Water tends to be one of those things we take for granted but often don’t get enough of. According to the Mayo Clinic, the classic directive to consume eight eight-ounce glasses of water a day is a reasonable (and easy-to-remember) goal. Alternately, the National Academies of Sciences, Engineering, and Medicine recommends a daily intake of approximately 11 1/2 cups of water for women and 15 1/2 cups of water for men. For those who don’t have the patience to track their water intake (or who don’t enjoy guzzling H2O around the clock), it’s also perfectly acceptable to eat your water to supplement your intake.
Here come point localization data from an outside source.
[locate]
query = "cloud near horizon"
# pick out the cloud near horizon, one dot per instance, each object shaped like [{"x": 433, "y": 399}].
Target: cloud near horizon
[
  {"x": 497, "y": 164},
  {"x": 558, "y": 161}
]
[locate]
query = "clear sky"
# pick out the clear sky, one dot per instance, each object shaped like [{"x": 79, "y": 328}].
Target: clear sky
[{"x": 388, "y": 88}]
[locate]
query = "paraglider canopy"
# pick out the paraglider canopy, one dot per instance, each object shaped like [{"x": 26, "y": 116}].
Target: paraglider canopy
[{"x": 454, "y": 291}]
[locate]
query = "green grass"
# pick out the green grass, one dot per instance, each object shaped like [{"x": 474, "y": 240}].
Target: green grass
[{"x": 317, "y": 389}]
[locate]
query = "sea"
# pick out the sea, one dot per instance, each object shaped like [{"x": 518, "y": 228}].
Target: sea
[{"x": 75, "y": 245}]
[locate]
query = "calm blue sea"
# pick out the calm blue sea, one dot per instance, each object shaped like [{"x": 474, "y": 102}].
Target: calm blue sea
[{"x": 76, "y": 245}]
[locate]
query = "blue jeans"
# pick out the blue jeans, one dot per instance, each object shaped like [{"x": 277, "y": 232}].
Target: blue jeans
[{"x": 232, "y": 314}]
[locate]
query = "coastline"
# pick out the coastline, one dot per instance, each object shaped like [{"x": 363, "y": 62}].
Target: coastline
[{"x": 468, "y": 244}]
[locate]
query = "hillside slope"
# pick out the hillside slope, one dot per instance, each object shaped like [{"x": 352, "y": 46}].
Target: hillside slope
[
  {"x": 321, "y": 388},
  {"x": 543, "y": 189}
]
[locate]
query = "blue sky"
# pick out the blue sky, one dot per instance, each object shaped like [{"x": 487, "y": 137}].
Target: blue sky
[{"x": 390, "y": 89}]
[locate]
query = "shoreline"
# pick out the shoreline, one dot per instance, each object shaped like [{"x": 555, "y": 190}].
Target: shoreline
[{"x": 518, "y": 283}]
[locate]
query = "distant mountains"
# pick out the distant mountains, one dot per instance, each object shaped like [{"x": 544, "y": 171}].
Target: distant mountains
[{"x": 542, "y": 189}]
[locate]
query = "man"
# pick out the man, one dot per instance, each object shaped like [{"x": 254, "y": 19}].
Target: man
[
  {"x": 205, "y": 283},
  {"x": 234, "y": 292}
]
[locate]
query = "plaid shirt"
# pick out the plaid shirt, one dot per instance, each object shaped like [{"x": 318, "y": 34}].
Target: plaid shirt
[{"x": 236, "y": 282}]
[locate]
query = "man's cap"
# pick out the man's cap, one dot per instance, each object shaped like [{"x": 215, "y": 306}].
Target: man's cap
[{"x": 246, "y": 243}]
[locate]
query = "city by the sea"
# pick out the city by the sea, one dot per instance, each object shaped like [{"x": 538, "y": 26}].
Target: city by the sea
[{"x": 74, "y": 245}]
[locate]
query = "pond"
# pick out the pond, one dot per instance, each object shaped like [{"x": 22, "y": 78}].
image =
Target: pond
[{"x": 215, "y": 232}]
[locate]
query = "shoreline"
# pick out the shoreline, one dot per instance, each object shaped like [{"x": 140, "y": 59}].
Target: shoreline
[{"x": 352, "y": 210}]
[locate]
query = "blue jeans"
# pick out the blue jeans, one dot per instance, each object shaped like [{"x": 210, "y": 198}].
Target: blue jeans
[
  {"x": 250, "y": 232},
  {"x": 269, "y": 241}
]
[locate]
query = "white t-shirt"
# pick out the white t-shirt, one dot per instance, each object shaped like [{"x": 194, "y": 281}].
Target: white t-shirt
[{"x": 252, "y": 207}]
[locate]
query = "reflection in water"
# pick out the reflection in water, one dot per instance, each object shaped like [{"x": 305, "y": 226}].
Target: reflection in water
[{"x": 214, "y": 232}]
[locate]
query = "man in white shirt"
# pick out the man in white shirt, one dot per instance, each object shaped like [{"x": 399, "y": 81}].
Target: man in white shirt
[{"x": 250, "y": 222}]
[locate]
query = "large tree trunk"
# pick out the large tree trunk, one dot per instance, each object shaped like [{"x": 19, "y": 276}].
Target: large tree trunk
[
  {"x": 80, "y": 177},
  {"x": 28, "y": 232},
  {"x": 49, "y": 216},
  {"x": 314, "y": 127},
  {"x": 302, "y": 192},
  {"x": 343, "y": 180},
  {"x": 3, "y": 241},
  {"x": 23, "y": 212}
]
Read on for 10 of the most hydrating foods to help improve your energy, focus, and overall health.
Strawberries contain about 91% water and are one of the most refreshing fruits. They’re an essential element of breakfast bowls, salads, and healthy on-the-go snack regimens.
Made of 95% water, celery may not technically have negative calories, but are a refreshing (and very hydrating) alternative to dryer calorie-dense snacks.
Rich in antioxidants and vitamin C, raw bell peppers comprise approximately 92% water.
Made up of about 90% water, cantaloupe is an often overlooked all-star among hydrating foods. It’s also rich in vitamin A, vitamin C, and a number of B vitamins.
We all know that spinach is good for us, but here’s one more reason to add to the list: Spinach contains approximately 91% water, making it one of the best leafy greens to supplement your water intake.
As long as you’re eating spinach, it wouldn’t hurt to throw a few slices of tomato on top. This hydrating food contains 94% water as well as impressive amounts of biotin, vitamin C, and vitamin K.